Avec son offre promotionnelle qui débute ce mardi jusqu'au 22 septembre prochain, date de "l'Olympico", DAZN signale déjà l'urgence… Et si le montant baisse, alors le nombre d'abonnés pour être rentable augmente inévitablement. Et si jamais le million et demi d'abonnés n'est pas trouvé au terme de la saison (condition pour qu'une prime soit versée par DAZN aux clubs), alors la Ligue 1 sera encore plus dévaluée qu'elle ne l'est déjà et la clause de retrait imposée dans le contrat serait encore plus mortifère puisqu'il y aurait la certitude mathématique que les chiffres n'ont pas été atteints.
D'ailleurs, la promotion n'en est pas vraiment une et elle démontre d'ores et déjà le marasme actuel.
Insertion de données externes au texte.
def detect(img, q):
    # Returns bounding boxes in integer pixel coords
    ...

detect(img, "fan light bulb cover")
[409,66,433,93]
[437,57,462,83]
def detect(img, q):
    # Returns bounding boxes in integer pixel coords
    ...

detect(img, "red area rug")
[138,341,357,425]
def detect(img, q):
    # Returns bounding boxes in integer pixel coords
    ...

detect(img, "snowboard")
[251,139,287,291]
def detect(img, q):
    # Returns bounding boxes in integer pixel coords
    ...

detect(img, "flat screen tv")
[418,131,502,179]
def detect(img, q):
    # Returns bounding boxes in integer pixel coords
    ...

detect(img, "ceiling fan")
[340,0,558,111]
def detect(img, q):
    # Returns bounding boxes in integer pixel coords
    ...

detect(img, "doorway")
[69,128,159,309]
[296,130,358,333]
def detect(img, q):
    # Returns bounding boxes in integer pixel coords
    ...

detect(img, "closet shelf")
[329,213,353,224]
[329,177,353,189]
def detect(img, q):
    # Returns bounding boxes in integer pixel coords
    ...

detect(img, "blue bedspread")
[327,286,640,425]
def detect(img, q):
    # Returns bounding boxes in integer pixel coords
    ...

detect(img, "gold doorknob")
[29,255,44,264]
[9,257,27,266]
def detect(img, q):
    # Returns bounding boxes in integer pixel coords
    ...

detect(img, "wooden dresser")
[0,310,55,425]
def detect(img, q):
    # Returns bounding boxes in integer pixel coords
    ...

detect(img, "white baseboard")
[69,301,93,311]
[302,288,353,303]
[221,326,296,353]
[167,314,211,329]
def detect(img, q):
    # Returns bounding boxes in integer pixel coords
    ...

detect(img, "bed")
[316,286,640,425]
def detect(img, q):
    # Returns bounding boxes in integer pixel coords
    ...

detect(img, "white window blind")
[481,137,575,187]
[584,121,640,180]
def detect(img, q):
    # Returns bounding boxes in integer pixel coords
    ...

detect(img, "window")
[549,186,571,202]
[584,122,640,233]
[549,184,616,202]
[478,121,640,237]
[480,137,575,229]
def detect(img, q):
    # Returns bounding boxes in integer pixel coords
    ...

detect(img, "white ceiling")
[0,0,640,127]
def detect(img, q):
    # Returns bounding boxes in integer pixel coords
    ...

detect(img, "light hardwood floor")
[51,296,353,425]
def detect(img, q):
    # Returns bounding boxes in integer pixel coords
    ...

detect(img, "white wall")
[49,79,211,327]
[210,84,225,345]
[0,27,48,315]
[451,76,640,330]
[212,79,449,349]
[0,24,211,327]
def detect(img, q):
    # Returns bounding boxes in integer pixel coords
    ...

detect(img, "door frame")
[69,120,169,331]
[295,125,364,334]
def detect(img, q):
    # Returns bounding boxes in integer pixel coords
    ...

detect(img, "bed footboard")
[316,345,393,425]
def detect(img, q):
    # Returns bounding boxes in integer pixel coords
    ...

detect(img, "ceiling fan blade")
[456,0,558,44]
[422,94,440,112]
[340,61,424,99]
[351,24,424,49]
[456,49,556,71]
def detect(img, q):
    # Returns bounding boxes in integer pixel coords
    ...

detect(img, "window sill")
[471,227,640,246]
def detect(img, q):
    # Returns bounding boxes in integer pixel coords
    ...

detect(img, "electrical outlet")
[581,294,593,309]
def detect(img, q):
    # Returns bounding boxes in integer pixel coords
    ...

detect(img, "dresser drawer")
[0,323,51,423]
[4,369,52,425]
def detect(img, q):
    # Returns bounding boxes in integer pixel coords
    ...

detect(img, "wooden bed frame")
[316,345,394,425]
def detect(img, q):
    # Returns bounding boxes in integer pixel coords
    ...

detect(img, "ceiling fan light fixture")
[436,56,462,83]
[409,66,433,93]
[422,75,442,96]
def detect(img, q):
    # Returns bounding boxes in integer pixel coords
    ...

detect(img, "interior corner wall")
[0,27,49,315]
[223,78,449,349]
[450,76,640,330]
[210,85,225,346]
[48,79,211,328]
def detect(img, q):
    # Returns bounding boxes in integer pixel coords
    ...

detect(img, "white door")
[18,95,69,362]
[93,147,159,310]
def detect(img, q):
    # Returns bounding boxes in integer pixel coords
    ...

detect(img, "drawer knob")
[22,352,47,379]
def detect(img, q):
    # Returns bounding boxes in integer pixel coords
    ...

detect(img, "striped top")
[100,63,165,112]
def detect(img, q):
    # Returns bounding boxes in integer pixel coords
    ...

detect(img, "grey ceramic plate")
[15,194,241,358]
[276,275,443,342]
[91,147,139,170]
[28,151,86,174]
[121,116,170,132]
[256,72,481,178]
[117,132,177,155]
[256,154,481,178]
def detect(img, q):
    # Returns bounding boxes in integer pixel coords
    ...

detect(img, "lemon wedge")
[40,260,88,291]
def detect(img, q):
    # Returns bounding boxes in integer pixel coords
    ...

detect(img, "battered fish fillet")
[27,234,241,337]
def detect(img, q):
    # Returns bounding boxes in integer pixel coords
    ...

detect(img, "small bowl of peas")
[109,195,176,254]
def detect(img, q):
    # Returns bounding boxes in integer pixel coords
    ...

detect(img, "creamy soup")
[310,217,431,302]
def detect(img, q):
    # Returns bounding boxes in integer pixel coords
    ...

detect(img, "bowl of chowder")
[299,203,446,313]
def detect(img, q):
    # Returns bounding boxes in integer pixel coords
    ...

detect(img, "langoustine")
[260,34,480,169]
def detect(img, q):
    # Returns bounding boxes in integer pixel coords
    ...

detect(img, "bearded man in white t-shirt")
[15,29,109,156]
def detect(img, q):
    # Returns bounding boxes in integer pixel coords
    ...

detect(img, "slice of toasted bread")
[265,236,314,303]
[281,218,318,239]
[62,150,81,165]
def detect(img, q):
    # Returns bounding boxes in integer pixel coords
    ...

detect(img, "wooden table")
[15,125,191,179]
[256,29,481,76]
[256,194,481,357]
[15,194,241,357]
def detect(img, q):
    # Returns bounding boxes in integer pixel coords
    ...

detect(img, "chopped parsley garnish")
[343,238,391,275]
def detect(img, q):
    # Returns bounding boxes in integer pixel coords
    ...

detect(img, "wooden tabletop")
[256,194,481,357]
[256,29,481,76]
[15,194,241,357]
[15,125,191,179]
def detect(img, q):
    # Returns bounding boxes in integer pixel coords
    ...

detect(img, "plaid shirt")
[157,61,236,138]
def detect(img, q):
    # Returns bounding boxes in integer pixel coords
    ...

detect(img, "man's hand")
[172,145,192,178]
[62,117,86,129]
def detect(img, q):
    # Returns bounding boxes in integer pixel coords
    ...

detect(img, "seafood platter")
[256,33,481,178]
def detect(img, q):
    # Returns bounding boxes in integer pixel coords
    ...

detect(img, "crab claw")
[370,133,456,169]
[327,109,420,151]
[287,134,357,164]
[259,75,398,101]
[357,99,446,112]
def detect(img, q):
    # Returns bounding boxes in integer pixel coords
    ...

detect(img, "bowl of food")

Il reste 8 mois de compétition, et avec un engagement d'un an, cela fait…29,99 € par mois pour suivre la L1 ! Le prix est... à 4 centimes près le même sans engagement : 239,88€ par an avec engagement contre 239,92€ sur 8 mois ! Concrètement, DAZN vient de recommander à ses clients de ne pas s'engager ! Ça respire la confiance !
Pour toute personne dotée de logique, il fallait au moins un véritable opposant qui puisse opposer un projet développé et concret à Labrune, car la confrontation peut faire naître de nouvelles idées. Cela n'a pas été le cas. Mais cette fois-ci, les dirigeants dans leur ensemble, la FFF, les syndicats, les présidents de club ont pris leurs responsabilités et ne pourront plus dire qu'ils ne savaient pas. Ils devront rendre des comptes à leurs supporters qui ont eu beaucoup plus de lucidité quant au futur proche d'un football français et qui ne veulent plus financer et soutenir des dirigeants qui les méprisent.